Ask any Cubs fan what the 2003 season meant to them. In a nutshell, it was both the best and worst season in a very, very long time. This year’s Washington Nationals share “that feel” the ’03 Cubs team had.

Nationals’ general manager Mike Rizzo is a Chicagoan and is fully aware of what succeeded that historic Cubs team: serious arm injuries to two young, promising pitchers due to overuse. Mark Prior led the Cubs with an 18-6 record in 2003 while throwing the ball an astounding 125 times per game in his last nine starts. Only three short years later, Prior pitched his way out of the league by age 26 after compiling a career 42-29 record and 3.51 ERA.

Rizzo doesn’t want history repeating itself.
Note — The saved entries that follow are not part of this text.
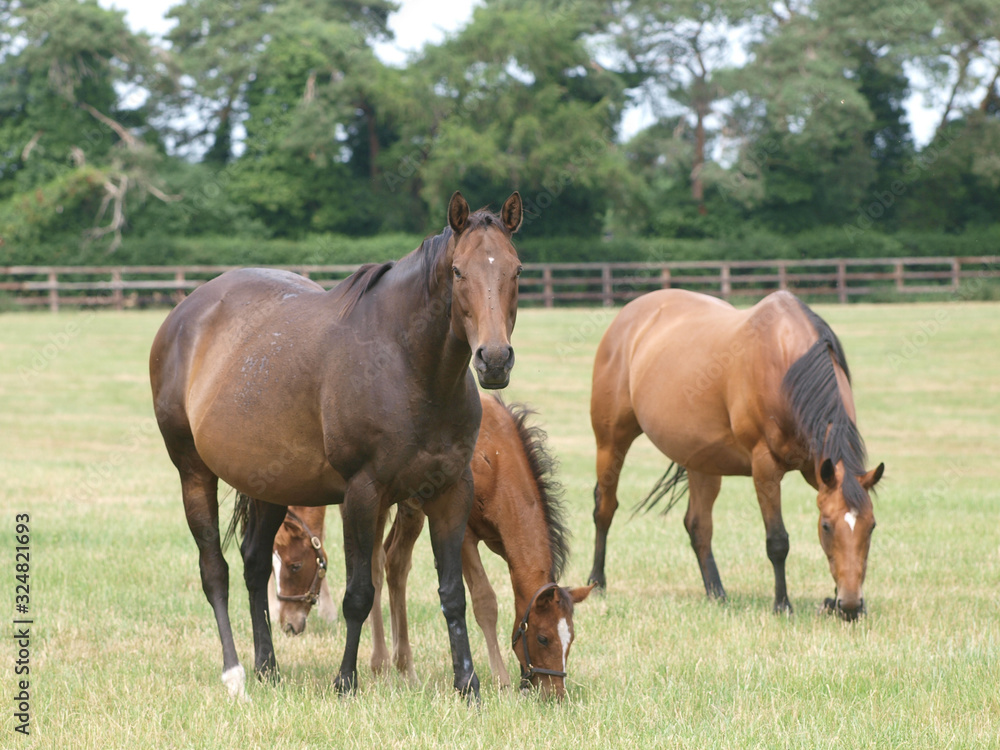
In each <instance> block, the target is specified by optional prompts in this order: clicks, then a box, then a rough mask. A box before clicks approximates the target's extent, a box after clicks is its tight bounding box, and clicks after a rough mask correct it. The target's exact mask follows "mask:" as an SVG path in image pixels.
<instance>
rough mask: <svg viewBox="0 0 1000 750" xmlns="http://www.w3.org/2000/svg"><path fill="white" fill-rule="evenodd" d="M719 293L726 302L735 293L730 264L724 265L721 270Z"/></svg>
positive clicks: (727, 300) (720, 275)
mask: <svg viewBox="0 0 1000 750" xmlns="http://www.w3.org/2000/svg"><path fill="white" fill-rule="evenodd" d="M719 291H720V292H721V293H722V299H724V300H726V301H728V300H729V297H730V295H731V294H732V292H733V282H732V280H731V278H730V276H729V264H728V263H723V264H722V266H721V267H720V268H719Z"/></svg>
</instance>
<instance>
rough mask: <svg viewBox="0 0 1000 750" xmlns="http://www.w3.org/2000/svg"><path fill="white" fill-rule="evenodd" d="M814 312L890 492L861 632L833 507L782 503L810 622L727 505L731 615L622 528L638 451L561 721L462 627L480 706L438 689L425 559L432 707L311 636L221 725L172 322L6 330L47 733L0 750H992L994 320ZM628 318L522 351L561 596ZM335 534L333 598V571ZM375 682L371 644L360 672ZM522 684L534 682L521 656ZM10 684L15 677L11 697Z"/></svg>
mask: <svg viewBox="0 0 1000 750" xmlns="http://www.w3.org/2000/svg"><path fill="white" fill-rule="evenodd" d="M817 310H818V311H819V312H820V313H821V314H822V315H823V316H824V317H826V319H827V320H828V321H829V322H830V323H831V325H832V326H833V328H834V329H835V330H836V331H837V332H838V333H839V334H840V336H841V338H842V340H843V341H844V344H845V347H846V349H847V354H848V358H849V362H850V364H851V367H852V370H853V373H854V391H855V397H856V401H857V409H858V415H859V426H860V428H861V432H862V434H863V435H864V436H865V438H866V440H867V443H868V449H869V454H870V456H871V462H872V464H874V463H877V462H878V461H884V462H885V464H886V467H887V471H886V477H885V479H884V480H883V482H882V484H881V485H880V487H879V494H878V497H877V499H876V501H875V508H876V517H877V519H878V523H879V526H878V530H877V531H876V532H875V537H874V541H873V544H872V549H871V554H870V557H869V570H868V578H867V581H866V585H865V593H866V599H867V602H868V606H869V615H868V617H867V618H864V619H863V620H862V621H861V622H859V623H856V624H853V625H849V624H844V623H841V622H839V621H838V620H836V619H833V618H829V617H822V616H818V615H817V609H818V607H819V604H820V602H821V601H822V599H823V598H824V597H825V596H829V595H831V594H832V592H833V581H832V579H831V577H830V574H829V571H828V569H827V565H826V560H825V557H824V556H823V553H822V551H821V549H820V547H819V543H818V541H817V532H816V521H817V514H816V509H815V494H814V493H813V492H812V491H811V490H810V489H809V488H808V487H807V485H806V484H805V482H803V481H802V480H801V478H800V477H798V476H797V475H796V476H789V477H788V478H786V480H785V483H784V489H785V493H784V513H785V523H786V526H787V528H788V530H789V533H790V535H791V544H792V546H791V553H790V555H789V559H788V566H787V568H788V582H789V592H790V596H791V599H792V603H793V605H794V606H795V608H796V614H795V615H794V616H792V617H775V616H773V615H772V614H771V612H770V607H771V600H772V596H773V576H772V572H771V566H770V563H769V562H768V560H767V557H766V555H765V550H764V531H763V524H762V522H761V520H760V513H759V510H758V508H757V504H756V501H755V500H754V497H753V492H752V488H751V484H750V481H749V480H748V479H743V478H731V479H727V480H725V481H724V482H723V491H722V494H721V495H720V498H719V500H718V502H717V504H716V510H715V542H714V548H715V556H716V559H717V561H718V563H719V568H720V572H721V575H722V579H723V583H724V584H725V585H726V588H727V591H728V593H729V595H730V599H729V601H728V603H726V604H724V605H719V604H713V603H710V602H708V601H706V599H705V596H704V592H703V589H702V584H701V578H700V575H699V573H698V569H697V564H696V562H695V558H694V555H693V553H692V552H691V549H690V546H689V544H688V541H687V536H686V534H685V532H684V529H683V524H682V515H683V513H682V511H681V510H680V509H677V510H675V511H673V512H672V513H671V514H670V515H668V516H667V517H665V518H664V517H660V516H656V515H648V516H639V517H636V518H634V519H630V518H629V514H628V512H627V511H628V510H629V507H628V506H629V504H630V502H631V501H632V500H638V499H639V498H640V497H641V496H642V495H643V494H644V493H645V492H646V491H647V490H648V489H649V487H650V486H651V485H652V483H653V481H655V479H656V478H657V477H658V476H659V475H660V474H661V473H662V471H663V469H664V467H665V459H664V458H663V457H662V456H660V455H658V454H657V453H656V451H655V450H654V449H652V447H651V446H650V445H649V444H648V443H647V442H645V441H644V439H640V441H638V442H637V443H636V445H635V446H634V447H633V449H632V452H631V453H630V454H629V459H628V461H627V463H626V467H625V471H624V474H623V478H622V483H621V489H620V496H621V497H622V498H623V502H624V503H625V505H624V506H623V508H622V512H620V513H619V515H618V517H617V518H616V520H615V524H614V525H613V526H612V529H611V535H610V539H609V551H608V563H607V574H608V585H609V589H608V592H607V594H606V595H603V596H599V595H593V596H592V597H591V598H590V599H589V600H588V601H586V602H585V603H583V604H581V605H579V607H578V609H577V615H576V629H577V640H576V643H575V644H574V646H573V651H572V653H571V655H570V662H569V670H570V679H569V697H568V700H567V701H565V702H564V703H562V704H561V705H556V704H547V703H543V702H540V701H538V700H537V699H535V698H524V697H522V696H520V695H519V694H517V693H516V692H511V691H507V692H500V691H498V690H497V689H496V688H495V687H494V686H492V685H490V684H488V683H489V671H488V664H487V659H486V652H485V647H484V646H483V643H482V638H481V636H480V634H479V633H478V630H476V628H475V627H474V625H473V626H472V642H473V650H474V653H473V655H474V657H475V659H476V663H477V665H478V669H479V674H480V677H481V679H482V680H483V682H484V688H483V700H482V705H481V707H480V708H478V709H470V708H468V707H466V706H465V704H464V703H463V701H461V700H460V699H459V698H458V697H456V696H455V695H454V694H453V693H452V690H451V688H450V685H451V675H450V658H449V655H448V645H447V637H446V632H445V627H444V622H443V618H442V617H441V614H440V610H439V605H438V602H437V595H436V579H435V574H434V566H433V561H432V558H431V554H430V549H429V547H430V545H429V544H428V543H427V541H426V538H425V539H422V540H421V541H420V542H418V544H417V548H416V553H415V560H414V570H413V573H412V575H411V583H410V587H409V591H410V618H411V637H412V640H413V647H414V653H415V659H416V668H417V672H418V675H419V676H420V678H421V680H422V684H421V685H420V686H419V687H416V688H411V687H408V686H406V685H404V684H403V683H402V682H401V681H400V680H399V679H396V678H394V677H392V678H374V677H372V676H371V675H370V674H368V673H367V670H365V671H364V672H363V673H362V678H361V687H360V691H359V692H358V694H357V695H356V696H355V697H352V698H349V699H341V698H339V697H338V696H337V695H336V694H335V693H334V692H333V690H332V678H333V675H334V672H335V669H336V667H337V666H338V665H339V662H340V657H341V654H342V649H343V642H344V626H343V623H342V622H340V621H338V622H336V623H334V624H325V623H321V622H319V621H318V620H313V621H311V622H310V625H309V628H308V629H307V631H306V633H305V634H304V635H303V636H301V637H299V638H295V639H289V638H284V637H279V638H278V639H277V642H276V648H277V655H278V660H279V664H280V665H281V667H282V670H283V675H284V682H283V683H282V684H281V685H280V686H279V687H277V688H272V687H266V686H261V685H258V684H256V683H253V684H251V685H250V687H249V689H250V694H251V697H252V699H253V702H252V703H251V704H249V705H239V704H233V703H231V702H230V701H229V700H228V699H227V698H226V694H225V690H224V688H223V686H222V684H221V682H220V681H219V674H220V669H221V650H220V648H219V642H218V636H217V633H216V629H215V623H214V618H213V617H212V615H211V610H210V609H209V607H208V604H207V603H206V602H205V599H204V596H203V594H202V591H201V584H200V580H199V577H198V565H197V552H196V548H195V545H194V543H193V541H192V540H191V537H190V534H189V532H188V530H187V526H186V523H185V521H184V515H183V511H182V509H181V503H180V493H179V486H178V480H177V475H176V473H175V471H174V469H173V467H172V466H171V464H170V463H169V461H168V459H167V456H166V452H165V450H164V448H163V445H162V442H161V440H160V437H159V434H158V432H157V431H156V429H155V425H154V424H153V421H152V417H151V408H150V403H149V402H150V399H149V386H148V382H147V370H146V357H147V353H148V347H149V343H150V341H151V340H152V337H153V334H154V333H155V331H156V329H157V327H158V326H159V323H160V321H161V320H162V318H163V316H164V313H163V312H162V311H160V312H138V311H136V312H128V313H122V314H117V313H112V312H102V313H98V314H96V315H95V314H87V313H62V314H60V315H58V316H51V315H48V314H23V313H11V314H5V315H0V362H2V363H3V367H2V368H0V509H2V514H0V519H2V521H3V524H4V527H5V530H4V531H3V532H2V537H0V538H3V539H5V540H6V541H4V542H3V544H2V545H0V559H2V560H3V561H4V563H5V565H4V567H5V569H6V570H8V571H12V568H13V546H14V542H13V541H12V536H13V527H14V520H13V519H14V514H16V513H23V512H29V513H30V514H31V546H32V550H31V551H32V559H31V586H32V588H31V613H30V614H31V616H32V617H33V618H34V625H33V630H32V639H33V640H32V646H31V649H32V650H31V670H32V671H31V675H30V679H31V698H32V706H31V708H32V718H31V728H32V736H31V738H30V739H29V740H27V741H26V740H24V739H23V738H22V737H21V736H20V735H17V734H14V733H13V731H12V727H13V722H12V719H11V715H10V705H11V704H10V703H9V702H8V703H7V704H6V705H7V713H6V716H7V719H6V720H5V722H4V723H3V725H2V726H0V747H12V748H13V747H39V748H62V747H73V748H95V749H96V748H101V749H104V748H135V747H139V748H145V747H151V748H152V747H155V748H188V747H190V748H229V747H232V748H246V747H276V748H306V747H308V748H321V747H362V748H369V747H406V748H423V747H454V746H462V747H522V746H529V745H530V746H539V747H567V748H584V747H671V748H674V747H677V748H715V747H719V748H747V747H766V748H772V747H773V748H785V747H794V748H826V747H829V748H833V747H836V748H840V747H844V748H855V747H860V748H865V747H870V748H935V749H936V748H943V747H956V748H963V747H1000V740H998V730H997V722H998V716H1000V690H998V688H1000V658H998V657H1000V607H998V604H1000V586H998V583H1000V531H998V530H1000V527H998V523H997V509H998V508H1000V490H998V489H997V484H996V480H997V477H998V467H1000V377H998V375H997V373H998V372H1000V305H997V304H995V303H951V304H947V303H940V304H920V305H851V306H842V307H841V306H821V307H818V308H817ZM613 314H614V311H609V310H601V309H591V310H555V311H545V310H538V309H529V310H524V311H522V312H521V314H520V315H519V321H518V327H517V330H516V331H515V334H514V345H515V347H516V349H517V365H516V367H515V369H514V372H513V378H512V385H511V387H510V388H509V389H508V393H507V397H508V399H511V400H523V401H527V402H529V403H531V404H533V405H535V406H536V407H537V408H538V410H539V414H538V416H537V421H538V422H539V423H541V424H542V425H544V426H545V428H546V429H547V431H548V432H549V437H550V446H551V448H552V451H553V452H554V453H555V455H556V456H557V457H558V458H559V460H560V463H561V471H560V478H561V480H562V482H563V484H564V485H565V487H566V504H567V510H568V514H569V522H570V526H571V528H572V530H573V532H574V544H573V556H572V558H571V562H570V565H569V571H568V575H567V576H566V580H565V581H563V582H562V583H565V584H569V585H579V584H582V583H584V582H585V579H586V576H587V574H588V572H589V570H590V562H591V555H592V544H593V524H592V521H591V518H590V513H591V511H592V507H593V506H592V494H591V492H592V487H593V483H594V470H593V460H594V458H593V439H592V436H591V432H590V426H589V418H588V403H589V388H590V385H589V380H590V370H591V363H592V357H593V351H594V348H595V347H596V344H597V341H598V340H599V338H600V335H601V334H602V333H603V331H604V330H605V328H606V327H607V325H608V324H609V323H610V322H611V319H612V316H613ZM231 499H232V498H231V496H230V497H229V498H228V499H227V501H226V505H225V506H224V511H223V513H226V512H227V511H228V509H229V508H230V507H231ZM331 519H332V520H331V524H330V533H329V547H330V555H331V567H332V578H331V583H332V587H333V591H334V596H335V598H339V596H340V595H341V594H342V590H343V584H342V580H343V573H342V571H343V567H342V565H343V563H342V559H343V558H342V551H341V550H342V545H341V543H340V540H339V536H340V532H339V523H338V522H337V521H336V520H335V519H336V514H333V515H332V516H331ZM228 557H229V559H230V569H231V601H230V611H231V614H232V617H233V621H234V629H235V634H236V639H237V646H238V649H239V652H240V657H241V659H242V661H243V663H244V665H251V664H252V663H253V654H252V639H251V633H250V625H249V615H248V612H247V606H246V594H245V591H244V589H243V584H242V565H241V563H240V562H239V560H238V556H237V553H236V551H235V549H232V550H230V552H229V555H228ZM484 562H485V563H486V564H487V569H488V571H489V573H490V576H491V578H492V580H493V581H494V584H495V586H496V588H497V590H498V594H499V596H500V603H501V615H500V617H501V628H500V630H501V633H502V634H503V633H507V632H508V629H509V628H510V627H511V625H512V624H513V619H514V618H513V612H512V611H511V610H512V601H511V596H510V593H509V588H508V583H507V577H506V572H505V570H504V568H503V566H502V564H501V563H500V561H499V560H498V559H496V558H494V557H493V556H491V555H488V554H485V555H484ZM8 581H9V583H8V585H9V591H10V593H9V594H8V596H9V600H10V601H11V607H12V606H13V594H14V591H13V588H14V582H13V576H12V575H10V574H9V575H8ZM11 611H13V610H12V609H11ZM469 620H470V624H471V623H472V622H473V621H472V617H471V612H470V617H469ZM504 640H505V636H504V635H501V642H503V641H504ZM7 653H8V654H12V653H13V652H12V651H8V652H7ZM369 655H370V642H369V640H368V638H367V637H366V638H364V639H363V641H362V649H361V660H362V662H363V663H365V664H366V663H367V659H368V656H369ZM507 660H508V667H509V669H510V670H511V672H512V673H515V674H516V665H515V659H514V656H513V654H512V653H508V654H507ZM12 663H13V657H10V659H9V661H8V664H10V666H8V667H6V668H4V669H3V670H2V674H3V677H2V681H3V695H4V696H5V697H8V698H10V697H12V696H13V694H14V689H15V676H14V674H13V664H12Z"/></svg>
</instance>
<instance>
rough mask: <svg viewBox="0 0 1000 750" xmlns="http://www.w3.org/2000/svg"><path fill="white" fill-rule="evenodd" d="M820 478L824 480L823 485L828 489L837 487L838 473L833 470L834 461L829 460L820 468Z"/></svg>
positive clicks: (826, 460) (825, 461)
mask: <svg viewBox="0 0 1000 750" xmlns="http://www.w3.org/2000/svg"><path fill="white" fill-rule="evenodd" d="M819 478H820V479H822V480H823V484H825V485H826V486H827V487H836V486H837V472H836V471H835V470H834V468H833V461H831V460H830V459H829V458H828V459H826V460H825V461H824V462H823V465H822V466H820V467H819Z"/></svg>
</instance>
Despite national outcry, he is benching Stephen Strasburg, his version of Prior, for the playoffs amid the Nationals’ best season since the move back to Washington, D.C., Strasburg is currently 15-6 and boasting a 2.94 ERA on a team that has the second-best record in baseball at 83-52. Sounds crazy, huh? Not so much.

What Rizzo is doing is unprecedented and will be an interesting case study. What’s known to most is that Rizzo applied the same exact strategy to one of the Nationals’ other talented hurlers, Jordan Zimmermann, who, like Strasburg, received Tommy John surgery on his pitching arm during his 2009 campaign as a rookie. Rizzo capped Zimmermann’s workload throughout the 2010 season, similarly to what Strasburg is going through now.

The result? It turns out he has recovered fully and is one of the most efficient pitchers in baseball. He may not have a sexy record (9-8), but he is currently second to Strasburg in ERA with a 3.01 and third on the team with a 1.16 WHIP.

Shutting down Strasburg may be the move of the year for the Nationals. For one, Rizzo is doing his best to increase the longevity of not only the team’s success, but Strasburg’s arm and career.

Rizzo’s decision to stick by the lessened workload of Strasburg says a lot about the Nationals organization. First, it shows the organization is confident in arguably the best rotation in the league (average ERA of 3.15) to win a championship. It’s also encouraging to see a general manager react in the interests of the player’s long-term health. All in all, it’s a low risk/high reward situation for Rizzo. If he breaks the workload cap and Strasburg gets hurt, he’s the first one to be blamed. If worst comes to worst and Strasburg comes back and suffers another injury, you can’t fault Rizzo for trying his best to conserve a once-in-a-lifetime arm.

The 2003 Cubs changed baseball forever and for the better. Without Prior and Wood succumbing to injuries, Strasburg’s career may already be half-over. As controversial as the decision may be, Rizzo is doing the right thing for both the organization and player. After all, it’s his job.